The false shadow seems to enjoy ‘Face-Journey: The Nation’s Largest Private Collection of Photo Stand-ins.’ It gravitates toward the stand-in shadows, brushes against them like some happy cat. It stretches as I walk, to linger and sniff out their absent faces. Sometimes it seems to hold their hands, but I can’t be sure. It’s most active in my peripheries and, hopefully, in the peripheries of others.
I don’t totally trust it, the new shadow. I trust it less the longer I carry it with me. It’s like an idiot friend, who may do something stupid at a moment’s notice. I wonder if it doesn’t miss being a more general sort of darkness, if it isn’t better suited for a closet or the back of a drawer.
‘Face-Journey’ has graciously set up mirrors in front of each stand-in, catering to the lone visitor. I try out several, a mermaid, an astronaut, an Abbot posing with a faceless Costello, before growing too self-conscious to continue. I sit on a bench instead and pretend to look at my phone, spying on the reflection of the shadow and finding that they, the shadow and its reflection, seem to be as tenuously connected as the shadow and I.
This trip has been plagued by tenuous connections, by places that are not destinations in and of themselves. The wayside is, by definition, only the distractions on the path to something more meaningful, but if the Wayside Park Rangers believe the path has a direction, a backwards and a forwards, then it must be leading away from something.
And to something else.
Shitholes is written about the wayside. It is the modern equivalent of the pirate’s treasure map, with the map’s viewer on one end and a non-descript ‘X’ on the other. All of its details are used up on the hurdles in between, penned in riddles as to be hurdles themselves. If I am headed for the destination, and that’s certainly what I imply to anybody who asks, then I can’t rely on Autumn by the Wayside to describe it.

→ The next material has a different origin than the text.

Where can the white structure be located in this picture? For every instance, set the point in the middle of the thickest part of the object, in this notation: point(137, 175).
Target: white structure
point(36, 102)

I know what the Wayside Rangers want- they want to keep the path safe, to preserve its natural state. I can’t say the same for the strangers. They seem to destroy haphazardly, the same way the author writes, but I don’t think either is totally devoid of purpose. A man once warned me that the Stranger was moving backwards on the path.
And if the Stranger knows the way back, maybe he can tell me the way forward.
‘‘Face-Journey: The Nation’s Largest Private Collection of Photo Stand-ins’ is a mouthful and an utter waste of time. A photo stand-in can only ever be an extension of the attraction it was made for, offering a posing opportunity tailored to the moment. A child visiting an aquarium might lend its smiling face to the body of a fish, for instance. A teen visiting an ice cream factory may pose screaming with the body of a cow, an ironic reference to the horrors of factory farming. ‘Face-Journey’ strips these flimsy cut-outs of their context and piles them into nonsensical exhibits, where families proceed to take pictures anyway, pictures they will no doubt look back upon and say ‘Where was this? Was this at that lobster restaurant?’
The sole redeeming quality of ‘Face-Journey’ is its mascot, a photo stand-in made animate and three-dimensional through the magic of costumes and cheap labor. This furry, faceless being lumbers about the property, scaring children and posing absurdly with the actual photo stand-ins. ‘Facey,’ as it’s called, may as well be the mascot for the Wayside itself, representing a niche few enjoy, taken to an extreme few are comfortable with.’